(There is a sound version, with a smattering of dialogue added. My review is for the silent one.)
I'm starting to really like Norma Shearer! She comes across as very natural onscreen - and when she is a bit affected, she's cute and spunky enough that you don't mind. This, her last silent film, finds her as Dolly, aka Angel Face, a grifter who thinks she's found an easy mark in trusting country boy Steve Crandall (Johnny Mack Brown - who always does well in these "gosh-golly-gee" roles). Once she marries him, however, and makes her way back to his Southern "plantation", she finds herself falling in love with him despite things not being quite what she'd expected. When her old partners in crime, Brad and Gwen (a convincingly oily and smarmy Lowell Sherman, and the appropriately hard-boiled Gwen Lee) show up at Steve's home looking for a piece of the action, does Dolly admit her past - or let Steve be taken for everything he's got?
It's a funny, good-hearted film, with clever intertitles. Also: keep your eyes open for a silly little cameo by Polly Moran.
I give this one:
8 comments:
I have had this film sitting around for years unwatched. I hope it's the silent one. Those really early sound films where they all speak into a flower pot are really bad.
That would be RomeO and Juliet. Romey & Juliet is entirely other thing.
I find that Norma Shearer is very entertaining in her silent and early "naughty" talkie pictures. It's just when she got into the later, "great lady" part of her career (Romey & Juliet, Marie Antoinette, The Barretts of Wimpole Street) that she became utterly, unbearably affected.
Cristiane
J_R, I hope it is too. Especially since we don't get to hear Norma speak in it - just a little banter from her costars.
Cristiane, I agree with you - except I thought it worked to her advantage in Marie Antoinette. A "great lady" playing a great lady. ;)

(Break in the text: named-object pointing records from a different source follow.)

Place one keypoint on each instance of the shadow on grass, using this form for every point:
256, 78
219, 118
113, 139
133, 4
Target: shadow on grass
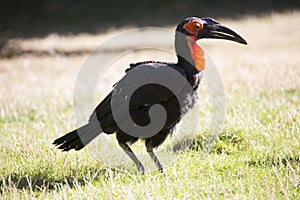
227, 142
46, 180
269, 161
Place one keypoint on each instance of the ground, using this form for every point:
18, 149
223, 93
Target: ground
257, 154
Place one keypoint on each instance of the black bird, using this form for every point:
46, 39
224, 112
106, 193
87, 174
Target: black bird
176, 102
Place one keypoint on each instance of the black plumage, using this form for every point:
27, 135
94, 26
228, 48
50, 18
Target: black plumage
176, 103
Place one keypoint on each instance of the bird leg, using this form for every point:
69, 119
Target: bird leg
133, 157
155, 159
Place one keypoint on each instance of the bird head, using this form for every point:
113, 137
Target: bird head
200, 28
192, 29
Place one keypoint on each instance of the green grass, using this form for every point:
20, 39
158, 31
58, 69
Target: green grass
256, 155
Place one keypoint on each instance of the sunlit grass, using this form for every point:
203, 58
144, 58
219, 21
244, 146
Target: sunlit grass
256, 156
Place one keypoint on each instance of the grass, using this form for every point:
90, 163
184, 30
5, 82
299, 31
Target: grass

Well, I would agree that she gets better as the picture winds its slow length along - she's quite moving by the end - but her early, trilling, "I'm going to be queen! Queen of France!" scenes irritated the squat out of me. I think that Marlene Dietrich (of all people) carries off the naive princess thing better in The Scarlet Empress. Marie Antoinette is not a great movie, but it does have its recompenses - Robert Morley's touching Louis, John Barrymore's cynical, dissolute Louis XV, and, above all, the art direction of Cedric Gibbons and the fantastic costumes of Adrian. And the fact that Tyrone Power was in the full flower of his beauty doesn't hurt, either.
Cristiane
Have you read Gavin Lambert's book on Norma Shearer? He put her in a different perspective for me-- between that and A Free Soul I decided I take back all my intital hate speech about her. She really is a pistol! I'll have to check this title out-- haven't seen it.
That is definitely going on my book Wish List! Thanks for that!
I just discovered this movie about a month ago when TCM had a day devoted to Norma Shearer. I recorded this one and I really like her in this one as opposed to things like Marie Antoinette. Her early talkies and her silent movies were the best.